It is not well recognised that all of those factors apply not just to Aboriginal and culturally diverse people but to people living under income pressure as well.

If you are living with chronic stress, the anticipation of feeling shamed by your kids running and screaming in the waiting room while you get a Pap smear is a pretty powerful barrier to screening participation.

If you are using emotional resources to deal with psychological distress, and the government sends you a bowel screening kit with instructions that look like this, you are more likely to set the kit aside and forget about it.

As the experience of cancer screening demonstrates, it’s not enough simply to provide access to a program when we know there are communities that experience everyday life pressures that impact on their uptake of opportunities for health.

The recruitment strategy we developed drew on a framework developed twenty years ago and validated against participation rates for screening programs in the US and Australia – the Fundamental Causes of Disease model (Link and Phelan, 1995).

The model argues that differences in access to flexible resources impact on the speed with which different social groups are able to take up new opportunities to protect and improve their health.  Link and Phelan talk about resources such as knowledge, literacy, status and money, but time obviously falls into this category.

The key thing for public health and health promotion is that these differences are known and predictable, and we shouldn’t need to wait until health inequities show up in surveillance data – we should anticipate and address them ahead of time.

Listening to the ‘time team’ and reflecting on my experience, one thing seems very clear: as the experience of time pressure is part of modern life, and as work is increasingly fragmented and intensified, we need to make convenience and cultural safety key considerations in health promotion and service delivery for everyone.

This is consistent with the Ottawa Charter (WHO, 1986) definition of health promotion as a coherent set of activities that can be used to increase communities’ control over the circumstances of their lives and the social, political and economic determinants of their health.  It is not consistent with an approach to health communication that simply loads more pressure and more information onto people.

References

Link, B.G., Phelan, J., 1995. Social Conditions As Fundamental Causes of Disease. J. Health Soc. Behav. 35, 80. doi:10.2307/2626958

Pawson, R., Tilley, N., 1997. Realistic evaluation. Sage, London ; Thousand Oaks, Calif.

Witte, K., Allen, M., 2000. A meta-analysis of fear appeals: implications for effective public health campaigns. Health Educ. Behav. 27, 591–615.

* Note about ‘African time’ – this is a real thing but you’d better believe I critically interrogate the culture of obsessive time-keeping that constructs it as a ‘problem’.

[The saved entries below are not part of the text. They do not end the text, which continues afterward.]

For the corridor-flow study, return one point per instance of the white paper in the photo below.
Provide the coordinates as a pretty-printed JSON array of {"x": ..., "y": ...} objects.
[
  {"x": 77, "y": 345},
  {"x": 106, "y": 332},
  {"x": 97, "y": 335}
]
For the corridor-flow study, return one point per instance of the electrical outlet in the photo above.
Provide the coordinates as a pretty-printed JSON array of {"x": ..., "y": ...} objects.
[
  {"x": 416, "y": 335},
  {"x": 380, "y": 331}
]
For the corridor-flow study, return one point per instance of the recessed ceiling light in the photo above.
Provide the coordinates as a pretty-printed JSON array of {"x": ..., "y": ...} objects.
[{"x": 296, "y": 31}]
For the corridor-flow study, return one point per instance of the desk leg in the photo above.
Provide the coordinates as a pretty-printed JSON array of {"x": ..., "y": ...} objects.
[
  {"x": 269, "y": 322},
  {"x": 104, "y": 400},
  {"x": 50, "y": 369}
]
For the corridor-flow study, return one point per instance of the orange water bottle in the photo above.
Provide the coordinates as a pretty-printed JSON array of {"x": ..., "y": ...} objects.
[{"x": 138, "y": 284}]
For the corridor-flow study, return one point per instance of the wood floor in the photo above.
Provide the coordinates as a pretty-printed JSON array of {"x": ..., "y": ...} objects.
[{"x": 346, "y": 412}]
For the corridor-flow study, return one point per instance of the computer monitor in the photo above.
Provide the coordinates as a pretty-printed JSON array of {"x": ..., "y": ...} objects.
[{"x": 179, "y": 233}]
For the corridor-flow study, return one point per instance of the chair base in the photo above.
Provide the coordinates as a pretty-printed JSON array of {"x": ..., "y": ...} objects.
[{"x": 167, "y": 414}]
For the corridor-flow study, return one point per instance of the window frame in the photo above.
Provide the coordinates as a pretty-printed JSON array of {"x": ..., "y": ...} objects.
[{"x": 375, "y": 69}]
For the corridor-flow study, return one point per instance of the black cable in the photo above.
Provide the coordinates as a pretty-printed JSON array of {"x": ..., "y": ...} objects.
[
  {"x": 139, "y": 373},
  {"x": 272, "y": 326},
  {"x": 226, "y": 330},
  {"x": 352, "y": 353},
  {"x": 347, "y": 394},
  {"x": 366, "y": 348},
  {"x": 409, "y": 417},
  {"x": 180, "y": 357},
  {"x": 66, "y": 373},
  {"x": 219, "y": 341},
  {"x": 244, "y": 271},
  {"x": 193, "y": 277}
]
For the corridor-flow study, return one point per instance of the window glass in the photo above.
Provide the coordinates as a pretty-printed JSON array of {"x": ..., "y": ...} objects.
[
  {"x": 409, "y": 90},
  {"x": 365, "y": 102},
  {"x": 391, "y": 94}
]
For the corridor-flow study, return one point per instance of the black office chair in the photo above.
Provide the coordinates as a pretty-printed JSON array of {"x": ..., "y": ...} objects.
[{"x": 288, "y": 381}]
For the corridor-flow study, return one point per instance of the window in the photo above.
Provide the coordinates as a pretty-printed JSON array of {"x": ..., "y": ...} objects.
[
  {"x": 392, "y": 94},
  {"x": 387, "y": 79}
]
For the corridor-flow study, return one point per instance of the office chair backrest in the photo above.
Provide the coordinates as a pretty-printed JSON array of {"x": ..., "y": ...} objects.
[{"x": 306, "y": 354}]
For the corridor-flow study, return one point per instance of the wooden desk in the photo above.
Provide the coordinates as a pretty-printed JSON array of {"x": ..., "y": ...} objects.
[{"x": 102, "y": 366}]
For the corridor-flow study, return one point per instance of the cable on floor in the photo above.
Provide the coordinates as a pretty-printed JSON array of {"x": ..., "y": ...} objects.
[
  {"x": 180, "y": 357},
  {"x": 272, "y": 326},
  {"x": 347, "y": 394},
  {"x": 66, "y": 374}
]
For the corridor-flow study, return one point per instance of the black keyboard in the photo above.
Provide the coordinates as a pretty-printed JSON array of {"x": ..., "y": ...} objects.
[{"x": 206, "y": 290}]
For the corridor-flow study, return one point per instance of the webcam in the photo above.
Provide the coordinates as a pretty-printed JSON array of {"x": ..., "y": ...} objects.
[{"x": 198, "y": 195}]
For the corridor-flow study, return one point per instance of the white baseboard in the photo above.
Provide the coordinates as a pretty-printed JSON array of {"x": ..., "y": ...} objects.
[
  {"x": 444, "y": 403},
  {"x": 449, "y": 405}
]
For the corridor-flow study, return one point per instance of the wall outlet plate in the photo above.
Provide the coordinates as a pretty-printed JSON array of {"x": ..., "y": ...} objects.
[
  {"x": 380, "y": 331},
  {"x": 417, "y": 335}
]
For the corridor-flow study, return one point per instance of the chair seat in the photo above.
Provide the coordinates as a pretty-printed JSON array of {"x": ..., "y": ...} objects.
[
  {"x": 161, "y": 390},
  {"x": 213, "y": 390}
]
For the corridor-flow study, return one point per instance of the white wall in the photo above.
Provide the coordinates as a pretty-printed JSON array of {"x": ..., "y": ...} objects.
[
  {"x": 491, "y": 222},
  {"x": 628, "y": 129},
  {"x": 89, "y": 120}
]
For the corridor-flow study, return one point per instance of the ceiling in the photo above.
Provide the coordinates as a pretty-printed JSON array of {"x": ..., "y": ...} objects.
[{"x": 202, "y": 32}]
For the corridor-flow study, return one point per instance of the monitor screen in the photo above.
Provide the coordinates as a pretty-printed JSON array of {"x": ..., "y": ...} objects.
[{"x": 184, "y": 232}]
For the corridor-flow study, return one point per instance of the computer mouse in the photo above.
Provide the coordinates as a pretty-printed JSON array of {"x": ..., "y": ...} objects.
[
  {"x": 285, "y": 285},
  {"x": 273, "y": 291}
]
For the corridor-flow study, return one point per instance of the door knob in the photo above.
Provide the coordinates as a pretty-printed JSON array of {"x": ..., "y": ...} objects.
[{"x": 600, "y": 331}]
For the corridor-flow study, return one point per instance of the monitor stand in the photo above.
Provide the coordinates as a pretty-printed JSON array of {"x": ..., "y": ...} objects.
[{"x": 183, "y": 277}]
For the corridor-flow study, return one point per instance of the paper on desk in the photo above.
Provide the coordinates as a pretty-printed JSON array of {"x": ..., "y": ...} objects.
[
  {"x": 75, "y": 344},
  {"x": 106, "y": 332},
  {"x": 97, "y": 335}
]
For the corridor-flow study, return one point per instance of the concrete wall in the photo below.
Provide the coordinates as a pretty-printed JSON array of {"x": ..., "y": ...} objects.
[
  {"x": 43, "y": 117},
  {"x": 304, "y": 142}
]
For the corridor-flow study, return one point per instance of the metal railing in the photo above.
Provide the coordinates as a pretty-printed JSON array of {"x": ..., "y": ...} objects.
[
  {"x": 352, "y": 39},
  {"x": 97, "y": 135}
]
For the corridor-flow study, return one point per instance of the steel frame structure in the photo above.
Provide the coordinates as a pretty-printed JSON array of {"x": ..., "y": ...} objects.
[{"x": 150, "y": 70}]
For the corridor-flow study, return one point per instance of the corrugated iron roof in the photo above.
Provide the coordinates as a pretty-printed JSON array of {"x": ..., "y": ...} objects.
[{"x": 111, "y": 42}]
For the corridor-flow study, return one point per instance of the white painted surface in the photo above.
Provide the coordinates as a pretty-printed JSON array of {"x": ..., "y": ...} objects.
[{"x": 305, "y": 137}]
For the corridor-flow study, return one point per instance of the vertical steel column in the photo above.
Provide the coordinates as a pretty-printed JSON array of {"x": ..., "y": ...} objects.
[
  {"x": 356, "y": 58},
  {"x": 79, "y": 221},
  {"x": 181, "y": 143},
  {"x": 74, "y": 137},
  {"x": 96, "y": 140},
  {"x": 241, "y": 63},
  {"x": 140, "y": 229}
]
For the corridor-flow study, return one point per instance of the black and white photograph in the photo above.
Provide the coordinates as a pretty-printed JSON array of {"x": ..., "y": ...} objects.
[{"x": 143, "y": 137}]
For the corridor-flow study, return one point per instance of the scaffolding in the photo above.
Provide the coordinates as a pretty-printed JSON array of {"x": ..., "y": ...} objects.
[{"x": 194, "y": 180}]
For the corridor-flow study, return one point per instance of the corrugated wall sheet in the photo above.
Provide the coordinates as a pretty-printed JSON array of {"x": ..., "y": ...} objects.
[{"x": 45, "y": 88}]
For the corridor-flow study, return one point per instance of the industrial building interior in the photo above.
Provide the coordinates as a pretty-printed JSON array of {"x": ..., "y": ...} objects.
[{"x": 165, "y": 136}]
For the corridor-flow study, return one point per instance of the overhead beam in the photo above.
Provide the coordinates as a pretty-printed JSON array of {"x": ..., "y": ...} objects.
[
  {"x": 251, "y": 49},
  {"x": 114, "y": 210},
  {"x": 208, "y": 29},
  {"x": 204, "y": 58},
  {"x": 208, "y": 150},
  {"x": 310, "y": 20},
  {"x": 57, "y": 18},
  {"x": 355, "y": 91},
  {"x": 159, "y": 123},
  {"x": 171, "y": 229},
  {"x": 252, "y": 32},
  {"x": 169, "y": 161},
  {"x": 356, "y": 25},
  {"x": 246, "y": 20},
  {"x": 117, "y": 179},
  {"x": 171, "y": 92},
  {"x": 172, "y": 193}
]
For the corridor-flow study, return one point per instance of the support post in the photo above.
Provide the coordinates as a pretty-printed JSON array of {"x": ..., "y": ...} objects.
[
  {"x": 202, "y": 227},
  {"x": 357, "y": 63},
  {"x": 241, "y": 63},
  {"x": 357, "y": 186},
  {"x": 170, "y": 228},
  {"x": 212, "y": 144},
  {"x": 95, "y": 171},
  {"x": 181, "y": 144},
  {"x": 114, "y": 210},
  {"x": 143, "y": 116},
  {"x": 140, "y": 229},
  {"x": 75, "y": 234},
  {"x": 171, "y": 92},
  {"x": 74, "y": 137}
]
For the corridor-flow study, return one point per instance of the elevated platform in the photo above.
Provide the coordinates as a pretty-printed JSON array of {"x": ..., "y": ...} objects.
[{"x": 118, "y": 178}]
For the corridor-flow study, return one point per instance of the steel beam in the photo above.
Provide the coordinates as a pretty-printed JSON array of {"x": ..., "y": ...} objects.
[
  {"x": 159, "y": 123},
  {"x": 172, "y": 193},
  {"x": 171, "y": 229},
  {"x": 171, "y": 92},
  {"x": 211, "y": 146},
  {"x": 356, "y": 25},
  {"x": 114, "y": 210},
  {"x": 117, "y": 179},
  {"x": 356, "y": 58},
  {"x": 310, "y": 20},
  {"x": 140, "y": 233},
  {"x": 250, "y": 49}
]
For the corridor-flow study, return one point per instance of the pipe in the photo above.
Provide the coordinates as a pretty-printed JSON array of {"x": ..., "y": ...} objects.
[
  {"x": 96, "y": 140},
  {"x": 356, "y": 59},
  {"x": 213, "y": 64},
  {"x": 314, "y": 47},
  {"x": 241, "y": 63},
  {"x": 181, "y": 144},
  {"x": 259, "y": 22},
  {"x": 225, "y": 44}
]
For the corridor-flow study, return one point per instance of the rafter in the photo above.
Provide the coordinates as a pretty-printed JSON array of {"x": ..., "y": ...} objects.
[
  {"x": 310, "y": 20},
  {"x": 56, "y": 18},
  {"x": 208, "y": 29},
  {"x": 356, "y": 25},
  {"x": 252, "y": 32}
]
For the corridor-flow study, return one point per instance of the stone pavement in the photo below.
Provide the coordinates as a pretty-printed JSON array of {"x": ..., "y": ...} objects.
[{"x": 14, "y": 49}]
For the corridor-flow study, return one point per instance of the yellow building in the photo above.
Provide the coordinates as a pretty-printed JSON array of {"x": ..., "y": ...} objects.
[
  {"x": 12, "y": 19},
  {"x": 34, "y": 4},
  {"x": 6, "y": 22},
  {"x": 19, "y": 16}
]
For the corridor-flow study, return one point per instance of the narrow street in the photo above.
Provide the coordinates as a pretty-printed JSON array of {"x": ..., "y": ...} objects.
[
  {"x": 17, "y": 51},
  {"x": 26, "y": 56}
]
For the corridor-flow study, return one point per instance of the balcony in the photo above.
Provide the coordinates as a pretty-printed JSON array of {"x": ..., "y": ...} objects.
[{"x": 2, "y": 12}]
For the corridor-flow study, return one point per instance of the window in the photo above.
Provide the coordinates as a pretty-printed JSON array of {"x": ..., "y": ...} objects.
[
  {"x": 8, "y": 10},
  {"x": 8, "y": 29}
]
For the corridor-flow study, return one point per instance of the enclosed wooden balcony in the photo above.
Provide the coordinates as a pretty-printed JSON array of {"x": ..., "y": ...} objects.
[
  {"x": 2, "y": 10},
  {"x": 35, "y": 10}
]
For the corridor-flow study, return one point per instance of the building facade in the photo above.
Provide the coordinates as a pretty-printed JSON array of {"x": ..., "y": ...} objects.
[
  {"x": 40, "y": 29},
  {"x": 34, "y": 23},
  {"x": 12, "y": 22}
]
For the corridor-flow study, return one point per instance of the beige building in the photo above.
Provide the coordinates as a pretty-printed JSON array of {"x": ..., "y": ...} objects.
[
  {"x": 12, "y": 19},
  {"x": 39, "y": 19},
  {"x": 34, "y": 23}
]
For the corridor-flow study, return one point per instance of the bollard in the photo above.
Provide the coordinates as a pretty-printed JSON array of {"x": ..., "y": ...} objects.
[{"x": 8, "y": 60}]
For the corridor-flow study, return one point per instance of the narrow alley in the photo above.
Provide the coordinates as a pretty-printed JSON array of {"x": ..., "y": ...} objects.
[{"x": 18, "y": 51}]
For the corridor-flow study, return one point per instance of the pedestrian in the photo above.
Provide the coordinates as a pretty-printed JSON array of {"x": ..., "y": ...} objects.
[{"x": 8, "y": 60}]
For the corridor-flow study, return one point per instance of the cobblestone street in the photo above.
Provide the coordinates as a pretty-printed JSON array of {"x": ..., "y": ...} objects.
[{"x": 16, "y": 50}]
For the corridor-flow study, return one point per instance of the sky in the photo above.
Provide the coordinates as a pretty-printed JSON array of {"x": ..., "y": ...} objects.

Daniel Reeders is a research officer with the What Works and Why project (w3project.org.au) at the Australian Research Centre in Sex, Health and Society. Previously he has been Screening Program Advisor at Cancer Council Victoria, Senior Project Worker at the Multicultural Health and Support Service and Campaign Coordinator at Living Positive Victoria.  He blogs and tweets about health stigma.  These views are his own and do not represent his employers, past or present.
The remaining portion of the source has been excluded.